Covid-19: Organisation Dare to Love spreads positivity, motivates health staff
Pretoria - Members of Dare to Love, the organisation spreading positivity and love among South Africans, were at Eugene Marais Hospital in the Moot when an ambulance brought in an elderly man with Covid-19 and diabetes.
“As it drove past, the group stretched hands to the ambulance in prayer; it was life-changing to see a man on a ventilator now being off oxygen. There was an incredible turnaround in his situation. He will soon be discharged,” said the group’s Herman Steynberg.
Dare to Love has been visiting hospitals to encourage front-line workers in the battle against the Covid-19.
Steynberg said they were simply sharing love and care to fellow South Africans.
“From the beginning of lockdown last year we were propelled by God to spread love in any way we can. We have assisted in sending food parcels to areas not reached by the government and pray for and encourage front-line workers.”
He said there were a lot of negatives and they wanted to change that. “We even went to police stations when there was rifts. We see people on the frontline and their sacrifices, having long hours at work and being away from family… it is no easy feat, especially in a pandemic. So this about honouring them and the sacrifices they have made.
“They are under immense pressure; some did not even take leave. They are worried and have anxiety about their health and need all the support they can get.
“We want to change the atmosphere and give hope to them, from the cleaners to the doctors, and uplift their spirits and say as a community we see it and we appreciate it,” Steynberg said.
The front-line workers leaving work are greeted by the group honouring and praying for them, and handing them a badge with the inscription, “You are a serving hero”, as well as a small pocket Bible.

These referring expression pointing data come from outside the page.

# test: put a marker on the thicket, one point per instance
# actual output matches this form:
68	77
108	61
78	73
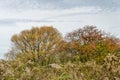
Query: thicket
43	54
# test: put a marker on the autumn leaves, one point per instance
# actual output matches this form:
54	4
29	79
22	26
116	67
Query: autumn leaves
87	43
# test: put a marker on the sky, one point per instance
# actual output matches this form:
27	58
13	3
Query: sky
65	15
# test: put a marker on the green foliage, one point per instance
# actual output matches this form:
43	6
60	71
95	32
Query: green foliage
42	54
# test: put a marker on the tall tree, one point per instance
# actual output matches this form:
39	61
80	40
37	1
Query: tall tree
37	41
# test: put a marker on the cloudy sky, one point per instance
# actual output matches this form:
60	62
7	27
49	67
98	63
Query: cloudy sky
65	15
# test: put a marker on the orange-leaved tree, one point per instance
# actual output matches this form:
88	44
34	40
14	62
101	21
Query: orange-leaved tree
89	42
36	42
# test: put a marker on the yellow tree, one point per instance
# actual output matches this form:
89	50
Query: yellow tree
36	42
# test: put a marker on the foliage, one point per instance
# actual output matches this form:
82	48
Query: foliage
42	54
36	42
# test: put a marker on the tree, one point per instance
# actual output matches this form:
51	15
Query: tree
89	42
36	42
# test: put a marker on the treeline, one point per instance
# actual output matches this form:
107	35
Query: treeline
87	43
42	53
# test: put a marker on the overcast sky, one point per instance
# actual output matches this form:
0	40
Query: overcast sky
65	15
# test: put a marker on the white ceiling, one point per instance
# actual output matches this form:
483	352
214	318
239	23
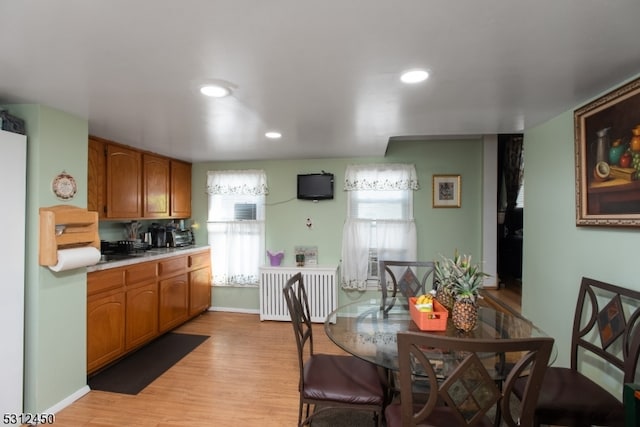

The reactions have been amazing, Steynberg said. “We know pressure and stress can bring energy down, so we do this to uplift. We pray for the patients too, which is important. We have a lot of testimonies.”
He said they had received a lot of positive feedback. “There were tears and so much emotion… one lady was so touched she dropped her phone and lifted her hands and started praying.
“This has garnered so much unity and it gives them hope to see us support them and show them that the community at large is behind them.”
Steynberg said their positive campaign had also spread to other parts of the country. In Pretoria they have been to Montana, Eugene Marais, Die Wilgers, Pretoria East, Unitas, Kloof, Tshwane District and Steve Biko hospitals. The group has also visited hospitals in Joburg.
Groups have been established in KwaZulu-Natal and Mpumalanga all in a bid to appreciate front-line workers and pray for those that were ill.